The history of Komemius is tied up to its shmittah legacy. The second year of the moshav’s existence when people were still living in tents in the middle of a barren wilderness was a sabbatical year. As the year drew to a close and the farmers were preparing for planting in the eighth year they needed to access wheat seeds from the sixth year as seeds from the seventh year was forbidden. The farmers searched among the left-wing secular kibbutzim in the area finally finding some old wormy seeds in a storage shed in Kibbutz Gat. “Take it ” said Rav Binyamin Mendelsohn. “The One who tells wheat to sprout from good seed can also order it to grow from wormy leftover seed.” The kibbutzniks chuckled as the religious farmers piled the infested rotting seeds into their tractor.
That year the rains were late in coming finally irrigating the ground the day after the religious farmers planted those wormy seeds. And the miracle of Komemius spread throughout the region. While the other farms had poor crops due to the drought the Komemius fields were covered with abundant healthy wheat. When the people of Kibbutz Gat saw what their rotten seeds produced they actually demanded payment for the haul threatening to take Rav Mendelsohn to a din Torah. Rav Mendelsohn for his part was happy to pay much to the shock of his own kehillah. He explained that the reason they gave the seeds for free was because they thought they were worthless when in fact Hashem determined that they were really excellent for the purpose.
“You have to understand the unique nature of Komemius” Rav Yisrael Yitzchak continues. “Komemius has become a symbol for hakpadah on mitzvos. I remember a few years ago when the schach mats first came on the market that many poskim felt that there was no problem with them. The shul in Komemius also wanted to purchase that kind of schach but my brother the rav was against it. ‘It’s true that many poskim rule leniently ’ he explained ‘but Komemius symbolizes hiddur mitzvah. We cannot allow ourselves to be meikil.’ ”

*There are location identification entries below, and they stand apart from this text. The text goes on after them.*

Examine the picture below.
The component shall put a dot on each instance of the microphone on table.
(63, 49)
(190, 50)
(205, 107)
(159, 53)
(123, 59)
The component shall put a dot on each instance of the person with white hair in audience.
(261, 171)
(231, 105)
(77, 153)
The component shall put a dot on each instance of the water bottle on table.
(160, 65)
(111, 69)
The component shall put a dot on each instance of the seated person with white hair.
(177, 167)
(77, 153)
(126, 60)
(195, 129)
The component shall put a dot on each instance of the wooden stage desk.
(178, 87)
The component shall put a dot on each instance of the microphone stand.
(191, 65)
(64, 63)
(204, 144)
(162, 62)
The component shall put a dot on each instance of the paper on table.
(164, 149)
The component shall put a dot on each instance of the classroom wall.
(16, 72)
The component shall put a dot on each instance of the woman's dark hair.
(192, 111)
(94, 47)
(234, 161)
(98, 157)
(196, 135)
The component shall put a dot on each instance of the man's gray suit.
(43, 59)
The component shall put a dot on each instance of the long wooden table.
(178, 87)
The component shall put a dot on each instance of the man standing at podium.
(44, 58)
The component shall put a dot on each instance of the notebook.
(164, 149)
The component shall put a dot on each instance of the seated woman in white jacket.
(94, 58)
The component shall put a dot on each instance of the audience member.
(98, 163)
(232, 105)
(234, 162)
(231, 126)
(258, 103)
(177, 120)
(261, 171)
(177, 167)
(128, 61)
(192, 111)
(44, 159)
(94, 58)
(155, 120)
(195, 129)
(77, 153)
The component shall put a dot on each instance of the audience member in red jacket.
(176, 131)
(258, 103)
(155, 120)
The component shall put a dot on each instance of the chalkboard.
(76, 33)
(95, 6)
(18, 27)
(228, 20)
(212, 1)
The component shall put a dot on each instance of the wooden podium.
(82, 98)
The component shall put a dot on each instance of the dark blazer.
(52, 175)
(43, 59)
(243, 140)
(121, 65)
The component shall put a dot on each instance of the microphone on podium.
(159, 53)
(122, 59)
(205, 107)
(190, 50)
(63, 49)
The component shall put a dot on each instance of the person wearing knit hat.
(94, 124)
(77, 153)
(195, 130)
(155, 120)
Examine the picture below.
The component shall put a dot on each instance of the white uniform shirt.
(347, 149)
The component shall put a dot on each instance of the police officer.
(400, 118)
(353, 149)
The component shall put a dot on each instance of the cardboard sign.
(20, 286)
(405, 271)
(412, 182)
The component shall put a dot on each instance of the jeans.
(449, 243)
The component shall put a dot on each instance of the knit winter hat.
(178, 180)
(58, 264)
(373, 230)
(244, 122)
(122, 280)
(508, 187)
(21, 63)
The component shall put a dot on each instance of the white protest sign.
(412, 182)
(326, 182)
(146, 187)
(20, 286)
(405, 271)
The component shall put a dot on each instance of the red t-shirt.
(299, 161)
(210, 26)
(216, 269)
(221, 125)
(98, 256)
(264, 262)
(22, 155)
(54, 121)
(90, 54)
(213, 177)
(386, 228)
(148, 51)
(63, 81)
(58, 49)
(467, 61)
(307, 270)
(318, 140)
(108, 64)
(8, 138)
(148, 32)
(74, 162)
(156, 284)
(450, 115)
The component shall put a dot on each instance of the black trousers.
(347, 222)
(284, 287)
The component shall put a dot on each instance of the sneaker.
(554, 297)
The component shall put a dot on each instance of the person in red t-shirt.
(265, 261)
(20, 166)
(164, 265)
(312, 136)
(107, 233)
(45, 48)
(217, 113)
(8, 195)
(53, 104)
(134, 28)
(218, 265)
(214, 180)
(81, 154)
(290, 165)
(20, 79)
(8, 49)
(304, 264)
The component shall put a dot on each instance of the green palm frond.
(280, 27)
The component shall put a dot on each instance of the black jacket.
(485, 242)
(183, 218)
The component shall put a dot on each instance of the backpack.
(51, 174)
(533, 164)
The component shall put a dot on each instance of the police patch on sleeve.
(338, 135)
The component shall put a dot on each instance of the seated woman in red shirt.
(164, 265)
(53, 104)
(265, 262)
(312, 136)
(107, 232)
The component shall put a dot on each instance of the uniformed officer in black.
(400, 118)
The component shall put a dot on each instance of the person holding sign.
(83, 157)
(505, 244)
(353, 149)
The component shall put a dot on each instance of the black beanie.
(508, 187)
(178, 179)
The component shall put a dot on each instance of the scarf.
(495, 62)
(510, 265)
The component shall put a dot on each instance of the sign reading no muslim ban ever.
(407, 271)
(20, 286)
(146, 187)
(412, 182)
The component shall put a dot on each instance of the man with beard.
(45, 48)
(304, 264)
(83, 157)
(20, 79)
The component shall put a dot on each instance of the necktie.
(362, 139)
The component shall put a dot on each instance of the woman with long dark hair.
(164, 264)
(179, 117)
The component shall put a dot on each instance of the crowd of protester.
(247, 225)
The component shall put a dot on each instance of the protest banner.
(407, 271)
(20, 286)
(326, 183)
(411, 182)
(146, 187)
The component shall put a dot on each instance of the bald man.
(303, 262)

But it wasn’t only Komemius. “My father and my brother both felt a sense of responsibility for the ruchnius of other moshavim in the area. My brother was the one who carried on his legacy” Rav Yisrael Yitzchak asserts. “The head of the local council once asked my father about the territorial boundary of his rabbinic authority essentially telling him not to interfere in the spiritual concerns of other moshavim that were not under his sovereignty. But my father replied ‘I operate without any territorial limitations until I run into another rav who has yiras shamayim. Only then will I set a limit.’
“And my brother Rav Menachem Mendel carried this to an extreme. I’ll never forget the time when my brother found out about a newborn who was supposed to have a bris on Shabbos. But the parents decided to postpone the ceremony until Sunday — so that they could have guests at the celebration of the bris. When the rav learned about the situation he set out with a beis din and the local mohel to that moshav on Shabbos heading in the direction of the parents’ home. When they got there they made no pretenses: the rav declared that they were forcing the parents to perform the bris at the appropriate time. When the parents saw the rav’s determination and self-sacrifice they assembled a minyan right away.
“My brother was once asked about his insistence on the public observance of halachah and his uncompromising stance on every detail while the rabbanim in other communities were not so particular. My brother responded with a quote from Rabi Akiva that the mitzvos are like Hashem’s loving purifying mikveh. A single impure hair is sufficient to invalidate an entire mikvah — and a single detail ruin everything.”